Privacy
Issues When Using Robots.txt & The Robots Meta Tag?
Understanding the difference between the robots.txt file
and Robots <META> Tag is critical for search engine optimization and
security. It can have a profound impact on the privacy of your website and
customers as well. The first thing to know is what robots.txt files and Robots
<META> Tags are.
Robots.txt
Robots.txt is a file you place in your website’s top
level directory, the same folder in which a static homepage would go. Inside
robots.txt, you can instruct search engines to not crawl content by disallowing
file names or directories. There are two parts to a robots.txt directive, the
user-agent and one or more disallow instructions.
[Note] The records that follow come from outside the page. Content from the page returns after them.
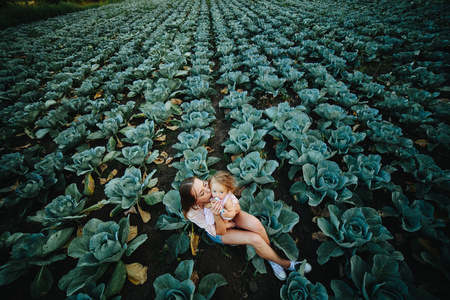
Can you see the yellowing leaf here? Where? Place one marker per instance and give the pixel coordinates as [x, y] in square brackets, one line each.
[145, 215]
[89, 185]
[136, 273]
[98, 94]
[173, 128]
[80, 231]
[110, 176]
[194, 243]
[422, 143]
[103, 167]
[159, 161]
[161, 138]
[319, 236]
[132, 234]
The user-agent specifies one or all Web crawlers or
spiders. When we think of Web crawlers we tend to think Google and Bing;
however, a spider can come from anywhere, not just search engines, and there
are many of them crawling the Internet.
Here is a simple robots.txt file telling all Web crawlers
that it is okay to spider every page:
User-agent: *
Disallow:
To disallow all search engines from crawling an entire
website, use:
User-agent: *
Disallow: /
The difference is the forward slash after Disallow:,
signifying the root folder and everything in it, including sub-folders and
files.
Is
Robots.txt A Security Or Privacy Risk?
Using robots.txt to hide sensitive or private files is a
security risk. Not only might search engines index disallowed files, it is like
giving a treasure map to pirates.
Use
Robots <META> Tag To Keep Files Out Of The Search Index
Because robots.txt does not exclude files from the search
indexes, Google and Bing follow a protocol which does accomplish exactly that,
the Robots <META> tag.
<html>
<head>
<title>...</title>
<META NAME="ROBOTS" CONTENT="NOINDEX,
FOLLOW">
</head>
The robots <META> tag provides two instructions:
- index or noindex
- follow or nofollow
Index or noindex instructs search engines whether or not
to index a page. When you select index, they may or may not choose to include a
webpage in the index. If you select noindex, the search engines will definitely
not include it.
Follow or nofollow instructs Web crawlers whether or not
to follow the links on a page. It is like adding an rel=”nofollow” tag to every
link on a page. Nofollow evaporates PageRank, the raw search engine ranking
authority passed from page to age via links. Even if you noindex a page, it is
probably a bad idea to nofollow it. Let PageRank flow through to its final
conclusion. Otherwise, you could be pouring perfectly good link juice down the
drain.
When you want to exclude a page from the search engine
indexes, do this:
<html>
<head>
<title>...</title>
<META NAME="ROBOTS" CONTENT="NOINDEX,
FOLLOW">
</head>